The most-active March cotton contract fell as much as 1.4%, or 1.07 cents to settle at 77.22 cents per pound. The contract traded within a range of 77.20 to 79.39 cents per pound. Prices fell nearly 3.5% in the last three weeks to their lowest level in 6 weeks.

The March cotton contract clocked daily average volume of 21,607 lots, down 2% from a week ago. On the other hand open interest increased by 3.4% w/w at 128,693 lots. (Note: Open interest was available for only two days due to U.S. market closure on Nov 22 for Thanksgiving Day).

Oil prices fell on Friday to their lowest levels in more than a year, deepening a rapid seven-week sell-off that has plunged crude futures deep into a bear market.


WTI has now lost 34 percent of its value from its peak on Oct. 3 to the trough on Friday. Brent has fallen as much as 32 percent.

Falling oil prices also make competing synthetic fibers - which use petroleum - cheaper and potentially dent demand for cotton.

Oil, a major commodity, underpins overall sentiment across the asset class, therefore a fall in oil prices is generally seen impacting the commodities market.

U.S COTTON CROP PROGRESS
According to most recent data released by NASS, the harvest of U.S. cotton as on Nov 18, 2018 reached at 59%, down from 73% in the same period a year ago and 69% of last 5-year average.


The harvest progress is mainly slow in Texas, Georgia, South Carolina and Kansas, according to the report.

The harvest pace in Georgia and South Carolina was mainly hurt by the Hurricane Michael in October, which has not only delayed the harvest, but affected the crop considerably. Texas, largest cotton producing region in U.S. too had witnessed adverse weather conditions during the most part of growth.

U.S WEEKLY EXPORT SALES REPORT
U.S. cotton weekly export sales for the week ended Nov 15 jumped sharply by 182% week-on-week at 236,333 running bales (RBs) for 2018-19 (Aug-Jul) marketing year, while shipment improved by 34% w/w at 156,075 RBs.

Net cancellation too improved as was much lower than recent weeks at 17,300 RBs as against 59,200 RBs a week ago.

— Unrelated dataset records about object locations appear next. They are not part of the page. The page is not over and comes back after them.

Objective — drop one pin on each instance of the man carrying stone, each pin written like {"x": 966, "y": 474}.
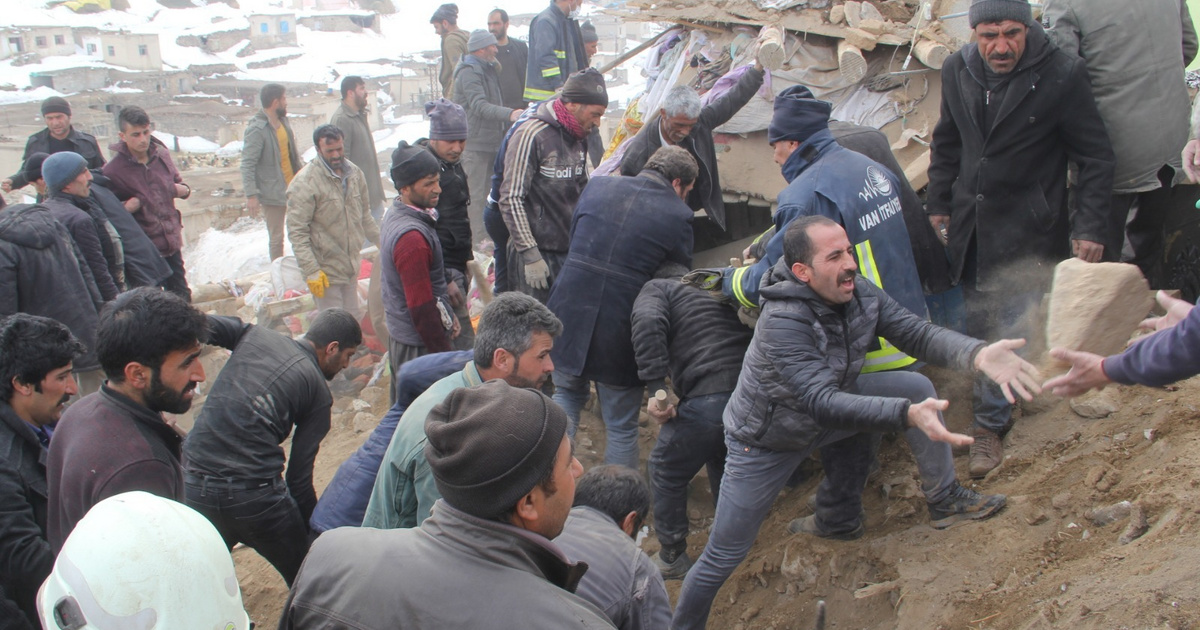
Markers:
{"x": 513, "y": 55}
{"x": 683, "y": 121}
{"x": 420, "y": 318}
{"x": 329, "y": 217}
{"x": 622, "y": 232}
{"x": 454, "y": 45}
{"x": 271, "y": 385}
{"x": 505, "y": 469}
{"x": 611, "y": 503}
{"x": 516, "y": 334}
{"x": 351, "y": 117}
{"x": 117, "y": 439}
{"x": 545, "y": 171}
{"x": 35, "y": 383}
{"x": 447, "y": 142}
{"x": 479, "y": 90}
{"x": 58, "y": 136}
{"x": 1014, "y": 109}
{"x": 269, "y": 161}
{"x": 801, "y": 389}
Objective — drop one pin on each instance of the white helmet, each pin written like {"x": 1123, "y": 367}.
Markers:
{"x": 141, "y": 562}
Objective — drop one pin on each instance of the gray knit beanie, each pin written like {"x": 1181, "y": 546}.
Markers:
{"x": 491, "y": 444}
{"x": 984, "y": 11}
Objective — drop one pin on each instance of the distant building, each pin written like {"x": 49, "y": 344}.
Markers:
{"x": 42, "y": 41}
{"x": 273, "y": 30}
{"x": 135, "y": 51}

Total shipment now reached at 17% at 2.54 million bales (480lb) and outstanding sales totaled at 50.7% at 7.6 million bales. Total commitment for the season 2018-19 now stood at 67.6% at 10.14 million bales.

The pace of weekly export sales was better and what was required to achieve to USDA's target of 15 million bales, however shipment still lagging.

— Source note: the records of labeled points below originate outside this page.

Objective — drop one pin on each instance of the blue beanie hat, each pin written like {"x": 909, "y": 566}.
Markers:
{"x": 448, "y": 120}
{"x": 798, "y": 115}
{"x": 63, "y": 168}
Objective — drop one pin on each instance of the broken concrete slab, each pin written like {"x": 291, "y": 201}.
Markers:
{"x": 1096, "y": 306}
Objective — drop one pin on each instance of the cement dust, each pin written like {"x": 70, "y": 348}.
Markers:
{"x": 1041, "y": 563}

The data was supportive for ICE cotton.

CFTC COTTON ON CALL REPORT
On call sales for total contracts for the week ended Nov 16 recorded steep fall thanks to sharp reduction in December. Total on call sales of all contract stood at 12.74 million bales (480lb), down nearly 5% from a week ago. Producers purchase increased a tad at 4.4 million bales. On call sales for active March contract increased by 9% w/w at 4.28 million bales, while producer purchases in the contract was up sharply 34 % w/w at 0.71 million bales.

The total on call sales are considerable higher and may offer support at the lower level, however one should keep a close eye as any more sharp reduction may create bearish opportunity.

CFTC COMITTMENT OF TRADERS (COT) REPORT
CFTC report was delayed this week due to Federal Holiday and it will be release next week on Nov 26.

CONCLUSION
Downtrend in cotton prices can’t be ruled out as strong sell off in crude oil prices has raised concern about global economic growth and cotton is unlikely to escape as reduction in global demand will certainly keep prices under pressure. However next week will be crucial as U.S. and Chinese presidents will meet at G20 summit and likely to discuss on various issues, including trade war. Any conclusive talks between the two largest economies will provide good support to cotton and push prices higher, however negative result will weigh on prices. Cotton is likely to trade in the range of 76-80 and breakout either side will trigger fresh buying/selling.